A l’époque, nous n’avons pas de GPS et mes compétences de copilotes sont… médiocres ! Non, pas médiocres : nulles ! Mais avec un pilote comme Maman, être un mauvais copilote n’est pas un problème, car elle a un don pour s’amuser de situations dont le commun des mortels s’agacerait. Mettre 9h pour faire 600km, où est le problème ? Je garde un souvenir ému de notre visite de Grignon, petit village de Savoie en périphérie d’Albertville, dans lequel nous tournons en rond un bon moment, et nous vaut un fou rire mémorable. Nous rions tellement, il me semble entendre Tracy Chapman rire elle aussi.

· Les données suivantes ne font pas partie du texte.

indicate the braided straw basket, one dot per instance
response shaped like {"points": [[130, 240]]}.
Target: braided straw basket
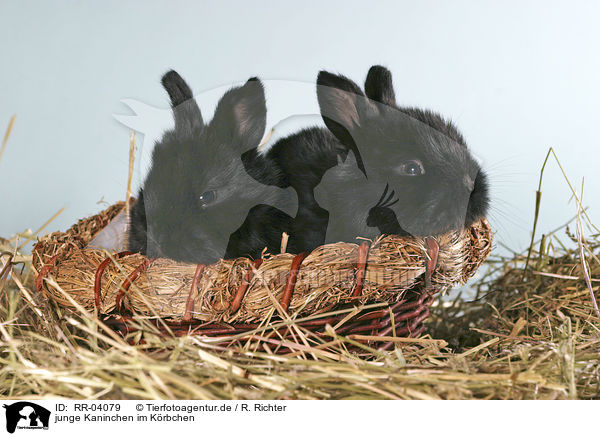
{"points": [[234, 296]]}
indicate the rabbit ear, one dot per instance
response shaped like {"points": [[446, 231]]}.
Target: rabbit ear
{"points": [[379, 87], [242, 114], [343, 105], [185, 109]]}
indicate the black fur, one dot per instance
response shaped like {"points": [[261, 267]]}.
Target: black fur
{"points": [[451, 194], [197, 161]]}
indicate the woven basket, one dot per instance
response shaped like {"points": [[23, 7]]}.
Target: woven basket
{"points": [[234, 296]]}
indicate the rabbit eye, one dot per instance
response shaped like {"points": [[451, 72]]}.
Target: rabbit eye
{"points": [[411, 168], [207, 197]]}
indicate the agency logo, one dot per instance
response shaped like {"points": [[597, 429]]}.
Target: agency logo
{"points": [[26, 415]]}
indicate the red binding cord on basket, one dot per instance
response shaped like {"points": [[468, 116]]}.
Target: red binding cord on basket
{"points": [[43, 271], [189, 304], [286, 297], [361, 268], [98, 278], [129, 280], [433, 250]]}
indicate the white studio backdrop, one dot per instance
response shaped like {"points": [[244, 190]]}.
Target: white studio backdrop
{"points": [[516, 77]]}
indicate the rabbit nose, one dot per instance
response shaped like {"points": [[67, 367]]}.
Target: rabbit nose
{"points": [[469, 183]]}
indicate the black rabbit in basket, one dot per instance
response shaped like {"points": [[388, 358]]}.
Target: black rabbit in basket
{"points": [[377, 168]]}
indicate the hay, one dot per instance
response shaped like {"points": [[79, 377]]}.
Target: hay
{"points": [[324, 282]]}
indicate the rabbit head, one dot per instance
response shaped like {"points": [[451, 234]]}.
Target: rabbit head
{"points": [[197, 191], [412, 164]]}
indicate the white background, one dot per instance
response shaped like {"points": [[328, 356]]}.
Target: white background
{"points": [[516, 77]]}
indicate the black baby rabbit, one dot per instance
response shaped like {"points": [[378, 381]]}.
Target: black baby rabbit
{"points": [[198, 202], [376, 169], [410, 171]]}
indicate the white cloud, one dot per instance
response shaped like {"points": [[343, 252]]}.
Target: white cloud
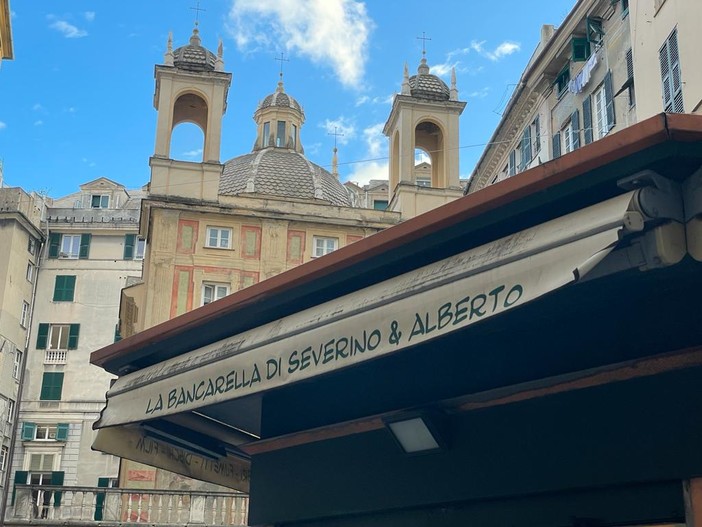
{"points": [[376, 142], [328, 32], [502, 50], [365, 99], [364, 172], [341, 126], [68, 30], [376, 152]]}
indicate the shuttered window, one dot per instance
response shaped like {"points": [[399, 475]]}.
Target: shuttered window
{"points": [[51, 386], [670, 75], [64, 288]]}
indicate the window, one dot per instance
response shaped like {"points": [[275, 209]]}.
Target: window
{"points": [[58, 336], [562, 80], [580, 48], [51, 386], [44, 432], [567, 135], [219, 237], [323, 245], [140, 248], [266, 134], [212, 292], [595, 33], [99, 201], [280, 134], [24, 316], [17, 365], [64, 288], [69, 245], [133, 247], [670, 75]]}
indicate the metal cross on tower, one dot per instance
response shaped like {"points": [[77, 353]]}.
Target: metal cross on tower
{"points": [[335, 134], [424, 39], [197, 10], [281, 59]]}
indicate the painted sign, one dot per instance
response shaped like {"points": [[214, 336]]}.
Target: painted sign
{"points": [[396, 314], [132, 443]]}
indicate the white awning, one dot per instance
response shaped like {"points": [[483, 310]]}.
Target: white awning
{"points": [[385, 318]]}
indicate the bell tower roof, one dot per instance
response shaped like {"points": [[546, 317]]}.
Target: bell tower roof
{"points": [[194, 56]]}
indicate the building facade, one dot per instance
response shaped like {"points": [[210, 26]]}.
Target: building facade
{"points": [[91, 251], [21, 239], [609, 65]]}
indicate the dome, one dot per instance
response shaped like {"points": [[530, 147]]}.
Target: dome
{"points": [[282, 173], [424, 85], [280, 99], [194, 57]]}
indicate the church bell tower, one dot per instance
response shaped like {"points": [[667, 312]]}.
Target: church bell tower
{"points": [[191, 86], [424, 116]]}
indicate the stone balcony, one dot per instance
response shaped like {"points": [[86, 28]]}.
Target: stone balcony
{"points": [[93, 506]]}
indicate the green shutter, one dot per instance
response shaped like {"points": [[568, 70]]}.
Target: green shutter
{"points": [[64, 288], [100, 499], [54, 244], [42, 336], [51, 386], [21, 477], [84, 246], [73, 332], [556, 143], [57, 480], [129, 241], [62, 432], [609, 99], [587, 119], [28, 431]]}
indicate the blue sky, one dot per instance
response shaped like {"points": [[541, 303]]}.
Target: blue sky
{"points": [[77, 100]]}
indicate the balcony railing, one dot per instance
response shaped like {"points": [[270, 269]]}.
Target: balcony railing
{"points": [[55, 357], [86, 506]]}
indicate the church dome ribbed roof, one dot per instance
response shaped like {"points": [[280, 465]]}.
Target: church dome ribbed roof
{"points": [[194, 57], [281, 173], [425, 85], [280, 99]]}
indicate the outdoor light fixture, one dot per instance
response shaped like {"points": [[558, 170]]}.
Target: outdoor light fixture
{"points": [[417, 433]]}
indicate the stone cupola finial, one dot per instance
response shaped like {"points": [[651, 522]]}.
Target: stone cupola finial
{"points": [[405, 82], [454, 90], [219, 63]]}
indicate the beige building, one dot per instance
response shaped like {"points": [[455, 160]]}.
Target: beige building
{"points": [[21, 240], [92, 250], [609, 65], [5, 31]]}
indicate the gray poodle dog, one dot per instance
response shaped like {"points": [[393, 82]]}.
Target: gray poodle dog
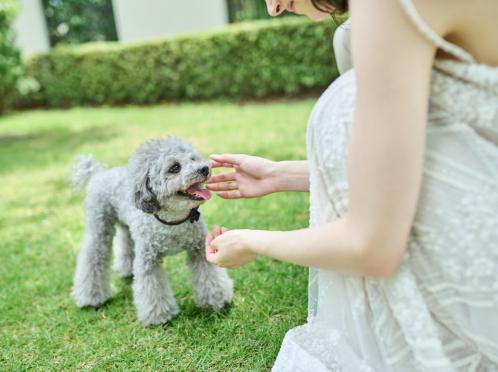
{"points": [[153, 204]]}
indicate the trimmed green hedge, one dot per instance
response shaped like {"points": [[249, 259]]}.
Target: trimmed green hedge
{"points": [[254, 59]]}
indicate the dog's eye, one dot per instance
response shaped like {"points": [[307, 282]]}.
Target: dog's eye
{"points": [[175, 168]]}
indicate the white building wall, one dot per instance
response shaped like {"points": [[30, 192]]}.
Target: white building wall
{"points": [[149, 19], [30, 28]]}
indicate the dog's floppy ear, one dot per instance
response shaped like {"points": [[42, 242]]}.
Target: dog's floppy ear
{"points": [[144, 197]]}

Ce trajet vers les Saisies est à l’image de notre séjour sur place. J’en garde un souvenir joyeux. Je me souviens d’avoir beaucoup ri et d’avoir beaucoup écouté Tracy Chapman. Toum tidi toum tim toum tidi toum tim…
Aujourd’hui encore quand j’entends ces notes, je pense à ces quelques jours ensemble, qui m’ont donné le courage de poursuivre sur le chemin exigent de mes études et je ne le regrette pas.
(Alain)
Je n’ai pas de chanson fétiche, « doudou ». J’apprécie de nombreuses chansons, quelques-unes sont en tête de monhitparade, entre autres celles de Barbara, Véronique Sanson, Juliette Gréco ou Marie-Paule Belle. Côté hommes, bien sûr le triumvirat Brassens/Brel/Ferré et aussi Ferrat, Aznavour, Bécaud, Trenet (la Mer !)…
Puisqu’il faut faire un choix ce sera « Avec le temps » de Léo Ferré. J’étais à son concert, en 1969, à Nantes. Dans une salle, pas sur une vraie « scène ». Celle du Champ de Mars, utilisée comme salle de basket pour l’ABC le week-end. J’y ai même vu fin des années cinquante, au moins deux fois Holiday on Ice…
Il avait comme seul accompagnement musical un pianiste et un magnétophone… C’était après un an de purgatoire. Suite à Mai 68, il avait été plus ou moins interdit de scène.
J’ai découvert cette chanson sur le seul trente-trois tours que j’avais avec moi pendant mon service militaire à Dakar en 1971. Le seul endroit pour l’écouter était l’aumônerie, équipée d’un tourne disque. J’étais copain avec deux séminaristes effectuant leur service. Grâce à eux j’avais accès à ce local.
Sur ce même disque, l’autre chanson la plus connue était « C’est extra » !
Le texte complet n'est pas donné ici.